Re: Re: AW: Re: OID wraparound: summary and proposal - Mailing list pgsql-hackers

From Alex Pilosov
Subject Re: Re: AW: Re: OID wraparound: summary and proposal
Date
Msg-id Pine.BSO.4.10.10108060848020.20797-100000@spider.pilosoft.com
Whole thread Raw
In response to Re: AW: Re: OID wraparound: summary and proposal  (mlw <markw@mohawksoft.com>)
Responses RE: Re: AW: Re: OID wraparound: summary and proposal
Re: OID wraparound: summary and proposal
List pgsql-hackers
On Mon, 6 Aug 2001, mlw wrote:

> Zeugswetter Andreas SB SD wrote:
> > 
> > > It seems to me, I guess and others too, that the OID mechanism should
> > be on a
> > > per table basis. That way OIDs are much more likely to be unique, and
> > TRUNCATE
> > > on a table should reset it's OID counter to zero.
> > 
> > Seems to me, that this would be no different than a performance improved
> > version
> > of SERIAL.
> > If you really need OID, you imho want the systemid tableid tupleid
> > combo.
> > A lot of people seem to use OID, when they really could use XTID. That
> > is
> > what I wanted to say.
> > 
> 
> I don't care about having an OID or ROWID, I care that there is a 2^32 limit to
> the current OID strategy and that a quick fix of allowing tables to exist
> without OIDs may break some existing software.
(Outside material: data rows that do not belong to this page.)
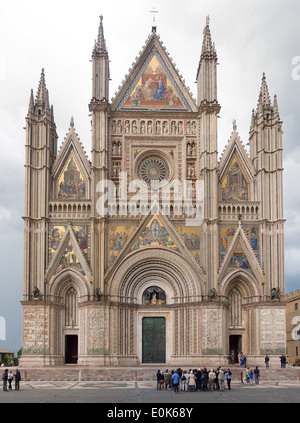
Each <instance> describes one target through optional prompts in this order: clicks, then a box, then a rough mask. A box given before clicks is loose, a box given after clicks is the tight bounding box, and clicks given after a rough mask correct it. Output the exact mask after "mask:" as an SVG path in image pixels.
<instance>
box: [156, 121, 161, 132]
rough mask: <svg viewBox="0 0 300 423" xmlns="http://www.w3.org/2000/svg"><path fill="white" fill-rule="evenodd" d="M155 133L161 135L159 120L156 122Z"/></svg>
mask: <svg viewBox="0 0 300 423" xmlns="http://www.w3.org/2000/svg"><path fill="white" fill-rule="evenodd" d="M156 133H157V134H160V133H161V127H160V121H159V120H158V121H157V122H156Z"/></svg>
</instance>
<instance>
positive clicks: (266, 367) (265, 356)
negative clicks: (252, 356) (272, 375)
mask: <svg viewBox="0 0 300 423" xmlns="http://www.w3.org/2000/svg"><path fill="white" fill-rule="evenodd" d="M269 362H270V358H269V356H268V355H266V356H265V365H266V369H268V368H269Z"/></svg>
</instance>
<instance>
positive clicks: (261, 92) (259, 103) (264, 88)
mask: <svg viewBox="0 0 300 423" xmlns="http://www.w3.org/2000/svg"><path fill="white" fill-rule="evenodd" d="M270 106H271V100H270V95H269V89H268V84H267V79H266V75H265V73H263V77H262V83H261V88H260V93H259V99H258V105H257V109H258V110H260V109H262V108H265V107H270Z"/></svg>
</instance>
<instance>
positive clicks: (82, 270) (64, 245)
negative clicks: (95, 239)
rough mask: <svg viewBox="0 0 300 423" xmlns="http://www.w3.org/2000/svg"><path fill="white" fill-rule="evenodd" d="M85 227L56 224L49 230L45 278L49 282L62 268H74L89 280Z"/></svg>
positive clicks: (90, 273)
mask: <svg viewBox="0 0 300 423" xmlns="http://www.w3.org/2000/svg"><path fill="white" fill-rule="evenodd" d="M86 230H87V227H79V226H74V227H72V226H71V225H70V224H69V225H68V226H67V227H66V226H65V225H57V226H54V227H52V228H51V231H49V266H48V269H47V271H46V275H45V279H46V280H48V281H49V282H50V283H51V282H52V281H53V279H54V278H55V276H56V275H57V274H58V273H60V272H62V271H63V270H66V269H69V270H75V271H77V272H79V273H81V275H83V276H84V277H85V278H87V280H91V270H90V265H89V260H88V249H89V248H88V237H87V232H85V231H86Z"/></svg>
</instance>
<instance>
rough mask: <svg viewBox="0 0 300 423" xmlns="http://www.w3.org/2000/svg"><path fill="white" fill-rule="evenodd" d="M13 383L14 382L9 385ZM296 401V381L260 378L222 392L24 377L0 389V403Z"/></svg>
mask: <svg viewBox="0 0 300 423" xmlns="http://www.w3.org/2000/svg"><path fill="white" fill-rule="evenodd" d="M13 386H14V385H13ZM279 402H280V403H299V402H300V381H288V380H280V381H268V380H266V381H263V380H262V381H260V384H259V385H253V386H252V385H249V384H242V383H241V382H239V381H233V382H232V389H231V390H230V391H228V390H227V389H226V390H225V391H223V392H220V391H213V392H179V393H174V392H173V391H157V390H156V382H153V381H151V382H149V381H145V382H132V381H130V382H124V381H120V382H119V381H110V382H105V381H86V382H85V381H79V382H76V381H73V382H71V381H55V382H46V381H27V382H21V389H20V391H15V390H14V389H13V390H12V391H8V392H4V391H3V390H2V389H1V391H0V403H1V404H3V403H102V404H105V403H107V404H112V405H113V404H116V405H118V404H120V405H121V404H126V403H131V404H135V407H136V404H166V405H168V406H170V405H172V406H174V407H175V406H177V404H182V405H183V404H201V403H202V404H203V403H214V404H217V403H256V404H257V403H279Z"/></svg>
I was suggesting the OIDs be
> managed on a "per table" basis as a better solution.
Again, what existing software demands per-table OID field? Isn't it what
primary keys are for?

> In reality, a 32 bit OID, even isolated per table, may be too small.
> Databases are getting HUGE. 40G disk drives are less than $100 bucks,
> in a few months 80G drives will be less than $200, one can put
> together 200G RAID systems for about $1000, a terabyte for about
> $5000. A database that would have needed an enterprise level system,
> just 7 years ago, can be run on a $500 desktop today.
If its too small for you, make a serial8 datatype (or something like
this), and use it for your tables. For me, I have tables which have very
few fields, and I don't want to waste 4 bytes/row (much less 8) for OID.